Le groupe du Col Est atteint rapidement son objectif par une jolie pente assez raide mais en poudre tassée meuble et bien tracée, juste bien pour perfectionner les conversions si besoin. La vue du sommet est magnifique mais on s’est surtout focalisé sur six petites taches noires en mouvement ascendant sur les pentes du susnommé Mont Mort.

Les deux groupes se rejoignent au petit refuge pour un casse-croute. Nous y reprenons notre charge pour terminer la descente en suivant la route enneigée jusqu’au parking. Les quatre jours se terminent avec l’expression d’une satisfaction unanimement partagée et nous avons une pensée émue pour Martine qui fut l’instigatrice de ce séjour et qui ne put y participer en raison de sa mésaventure lors du séjour à Cervières.

Nous terminons le partage de ces journées réussies en buvant un pot ensemble sur la route du retour, à l’hôtel du Buet, au-dessus de Vallorcine.

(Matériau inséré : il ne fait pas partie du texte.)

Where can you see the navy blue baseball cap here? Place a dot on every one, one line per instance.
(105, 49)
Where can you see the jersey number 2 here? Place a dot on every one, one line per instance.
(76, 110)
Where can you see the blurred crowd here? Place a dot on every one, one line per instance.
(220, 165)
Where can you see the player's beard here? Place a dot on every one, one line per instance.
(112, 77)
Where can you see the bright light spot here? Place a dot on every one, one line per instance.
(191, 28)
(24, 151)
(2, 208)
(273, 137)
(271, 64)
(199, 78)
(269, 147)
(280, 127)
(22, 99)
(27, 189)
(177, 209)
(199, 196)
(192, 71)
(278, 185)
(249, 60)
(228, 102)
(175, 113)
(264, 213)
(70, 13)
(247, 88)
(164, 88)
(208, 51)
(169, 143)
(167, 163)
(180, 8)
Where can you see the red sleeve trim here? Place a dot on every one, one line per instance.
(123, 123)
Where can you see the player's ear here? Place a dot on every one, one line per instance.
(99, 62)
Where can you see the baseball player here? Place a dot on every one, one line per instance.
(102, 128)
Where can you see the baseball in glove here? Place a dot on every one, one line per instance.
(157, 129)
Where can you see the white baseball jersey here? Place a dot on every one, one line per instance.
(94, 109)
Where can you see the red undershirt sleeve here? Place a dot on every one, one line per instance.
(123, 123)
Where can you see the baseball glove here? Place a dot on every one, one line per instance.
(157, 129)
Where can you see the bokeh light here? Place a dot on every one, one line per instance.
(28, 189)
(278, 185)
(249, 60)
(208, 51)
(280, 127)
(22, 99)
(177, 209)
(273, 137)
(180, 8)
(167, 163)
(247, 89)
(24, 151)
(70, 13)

C’est encore un moment d’échange sur des projets futurs au sein de l’association MSR.

 

06 avril – Sortie au Collet d’Allevard -Les Plagnes (Bis)

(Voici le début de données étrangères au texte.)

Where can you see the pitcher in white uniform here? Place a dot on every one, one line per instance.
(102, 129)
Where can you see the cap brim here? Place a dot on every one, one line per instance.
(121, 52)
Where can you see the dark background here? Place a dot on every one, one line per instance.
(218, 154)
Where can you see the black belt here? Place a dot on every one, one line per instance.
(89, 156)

Participants : François, Sébastien, Thomas, Martine
Motivés par le CR de la veille, nous sommes 4 au rendez-vous à 8h pour partir au Collet d’Allevard.
Départ de Pré Rond ski aux pieds depuis un parking quasiment vide. Il fait grand beau et déjà chaud.
On monte le long des pistes. Avant d’arriver à la crête, nous prenons l’itinéraire habituel de rando
plus « sauvage ». La neige est un peu glacée, les couteaux rassureront ceux qui en ont besoin dans la
partie un peu plus raide.
Puis première descente dans le deuxième vallon sur une neige bien agréable. Arrivés aux sapins, la
descente a paru bien trop courte. Mais remontés en haut de la crête, le groupe se sépare en deux :
option papotage ou option repeautage. Deux courageux vont descendre dans le vallon une deuxième
fois tandis les autres attendront au soleil. On se retrouvera 1h plus tard pour le pique-nique. La
descente par les pistes se fait sur une « moquette » tellement excellente jusqu’au parking que ça
donne presque envie de remonter. Mais la troupe est fatiguée et ce sera option rafraichissement en
terrasse au Collet d’Allevard.
Une superbe sortie avec environ 900 m ou 1100 m de dénivelé selon les participants.
Merci Francois de nous avoir fait découvrir ces beaux vallons.